Entner says that AT&T Inc. (NYSE:T) needs to make a deal to keep up with Comcast given the looming Time-Warner merger, and that DirecTV (NASDAQ:DTV) also needs to make a deal to keep up with the competition. “They both see the Grim Reaper at the horizon. DirecTV hasn’t gone out and bought spectrum. Dish has, so DirecTV needs to find a partner, and AT&T is that partner,” he said.

AT&T buying cash flow

BTIG media and technology analyst Rich Greenfield said he did not see much benefit to AT&T Inc. (NYSE:T) with this deal except for increasing cash flow. “DirecTV is a fundamentally challenging business long term. You are in an environment where the cable pipe is really evolved. It used to be that DirecTV was the market leader. They were technologically superior,” Greenfield commented on CNBC on Tuesday. “That’s simply not true anymore.”

“If you stop growing subscribers and you just harvest the cash,” Greenfield continued, “DirecTV generates a ton of cash. [Even though] it may not be a growth business over the next 10 years.”

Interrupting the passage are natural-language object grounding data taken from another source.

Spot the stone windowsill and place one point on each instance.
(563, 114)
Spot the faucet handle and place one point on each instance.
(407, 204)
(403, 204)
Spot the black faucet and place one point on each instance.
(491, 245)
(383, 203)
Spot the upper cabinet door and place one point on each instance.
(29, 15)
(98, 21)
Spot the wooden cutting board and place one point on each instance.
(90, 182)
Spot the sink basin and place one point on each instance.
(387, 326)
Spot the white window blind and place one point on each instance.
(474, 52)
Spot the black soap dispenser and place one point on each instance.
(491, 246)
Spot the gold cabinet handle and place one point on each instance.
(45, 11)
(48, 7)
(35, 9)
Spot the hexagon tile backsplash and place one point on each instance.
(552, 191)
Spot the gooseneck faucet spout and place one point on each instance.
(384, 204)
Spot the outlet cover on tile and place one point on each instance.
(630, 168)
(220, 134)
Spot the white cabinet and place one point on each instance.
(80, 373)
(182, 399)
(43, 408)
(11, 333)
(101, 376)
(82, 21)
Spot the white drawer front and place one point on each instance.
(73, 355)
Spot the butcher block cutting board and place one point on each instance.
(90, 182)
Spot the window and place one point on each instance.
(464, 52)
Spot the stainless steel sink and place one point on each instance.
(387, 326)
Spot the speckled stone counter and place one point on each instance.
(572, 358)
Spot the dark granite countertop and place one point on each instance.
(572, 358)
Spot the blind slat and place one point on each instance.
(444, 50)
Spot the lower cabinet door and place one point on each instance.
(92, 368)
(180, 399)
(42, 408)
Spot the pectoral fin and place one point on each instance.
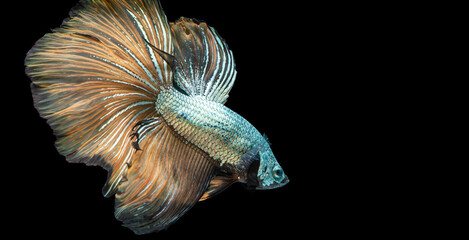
(217, 185)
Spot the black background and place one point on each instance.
(286, 55)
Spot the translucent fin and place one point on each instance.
(206, 66)
(217, 185)
(166, 178)
(95, 78)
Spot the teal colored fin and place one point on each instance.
(205, 65)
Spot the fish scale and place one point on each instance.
(211, 126)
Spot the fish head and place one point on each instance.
(264, 171)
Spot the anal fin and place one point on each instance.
(166, 178)
(217, 185)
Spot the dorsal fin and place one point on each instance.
(205, 64)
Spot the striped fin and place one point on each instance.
(164, 180)
(95, 78)
(206, 66)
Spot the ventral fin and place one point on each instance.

AT&T- DirecTV Deal: Regulatory concerns

An AT&T Inc. (NYSE:T) and DirecTV (NASDAQ:DTV) deal is likely to draw nearly as much regulatory scrutiny as that surrounding the proposed Comcast/Time-Warner deal. It will likely take some doing to convince regulators to allow further consolidation in pay TV. Neither AT&T nor DirecTV would offer any comment on reports of their negotiations.